# Tc4 Servo Saver



## DARKSCOPE001 (Jun 14, 2006)

Hey guys. Ive got a question regarding the tc4. my friend just got himself a tc4 and he was running it at the track and ran into one to many walls and striped out the servo. whell anyone who has worked on a tc4 knows that there is hardly enough room to get a servo horn in let alone a servo saver. so I was just wondering has anyone ever instaled a servo saver in this car. and if they have how? and can you give me a walk thrugh so that I can help my friend. because my idea was to file down the chassis to make room for one but my freind dident like that idea. but I was also thinking why not just scrap the servo servo mounts or turn them backwards and mount the servo further back.
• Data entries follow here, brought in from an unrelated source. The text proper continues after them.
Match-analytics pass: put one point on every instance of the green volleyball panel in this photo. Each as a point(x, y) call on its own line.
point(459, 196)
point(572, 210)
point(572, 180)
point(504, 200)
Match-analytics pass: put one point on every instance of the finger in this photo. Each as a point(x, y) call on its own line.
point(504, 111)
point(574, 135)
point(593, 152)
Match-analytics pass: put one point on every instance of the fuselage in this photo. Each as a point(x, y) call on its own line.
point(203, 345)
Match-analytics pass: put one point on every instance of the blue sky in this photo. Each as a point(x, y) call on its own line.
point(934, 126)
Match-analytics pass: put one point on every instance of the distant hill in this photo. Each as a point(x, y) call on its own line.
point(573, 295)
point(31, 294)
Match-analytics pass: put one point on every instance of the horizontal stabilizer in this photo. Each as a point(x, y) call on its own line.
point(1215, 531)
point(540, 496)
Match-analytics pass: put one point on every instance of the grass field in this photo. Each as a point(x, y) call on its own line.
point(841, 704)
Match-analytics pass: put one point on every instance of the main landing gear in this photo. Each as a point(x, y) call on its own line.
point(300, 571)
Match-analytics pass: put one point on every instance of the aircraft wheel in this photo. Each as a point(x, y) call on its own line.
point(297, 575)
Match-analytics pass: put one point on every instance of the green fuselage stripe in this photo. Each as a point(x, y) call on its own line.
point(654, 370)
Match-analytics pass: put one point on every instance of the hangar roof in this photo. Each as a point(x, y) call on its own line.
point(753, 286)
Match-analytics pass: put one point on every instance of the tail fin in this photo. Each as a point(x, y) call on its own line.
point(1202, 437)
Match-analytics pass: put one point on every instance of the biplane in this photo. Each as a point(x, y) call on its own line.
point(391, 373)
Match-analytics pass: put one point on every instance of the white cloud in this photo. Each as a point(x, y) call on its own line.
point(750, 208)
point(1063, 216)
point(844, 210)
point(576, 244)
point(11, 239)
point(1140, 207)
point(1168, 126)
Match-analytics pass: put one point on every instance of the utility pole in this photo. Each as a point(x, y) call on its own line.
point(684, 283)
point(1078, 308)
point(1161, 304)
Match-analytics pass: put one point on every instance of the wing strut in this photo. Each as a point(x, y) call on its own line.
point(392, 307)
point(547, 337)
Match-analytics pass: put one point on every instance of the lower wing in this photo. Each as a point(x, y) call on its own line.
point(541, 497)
I dont know so any help would be much appreceated. i shure hope the answer isnt "just tough it out and try not to hit so many walls"!


THANKS
Sean Scott


----------



## DJ1978 (Sep 26, 2001)

There is already a servo saver in the TC4. But it only has so much motion before it still give you a solid hit. Hitting walls at high speeds will override the servo saver and damage the servo. Make sure it is properly adjusted. Also have your buddy buy a metal geared servo. JR590Z is a good entry level metal geared one. This won't completely solve his problem... the still have one plastic gear to take real hard hits and not damage the motor in the servo.
The other aspect is learning how to drive..... no offense to your friend.... but next time he is at the track have him try to slow down and do some practice laps slow without touching any walls or other vehicles. As he becomes better at that... then he can build up his speed. 
Try to drive smooth... the speed will come with time...
Hope this helps.
Dan


----------



## IndyRC_Racer (Oct 11, 2004)

The servo saver on the TC4 is part number 31003. If you don't have a manual, here is the link to Associated manuals site (http://www.rc10.com/shusting/CatalogHub/cathub_onroad.htm) There is a bolt coming up from the bottom that tightens that part down. Make sure to not over tighten the bolt. There should be a little give to the left and right. However too loose and the steering becomes sloppy. If you want to add an additional servo saver to the actual servo, that is okay as well. Kimbrough makes various servo savers that might work. Remember that a servo saver can add slop to the steering if it isn't strong enough.

Best bet is to properly adjust the servo saver already on the car. If you are still stripping gear sets for the plastic gear servo, then I'd suggest going to a $50 JR metal gear servo.


----------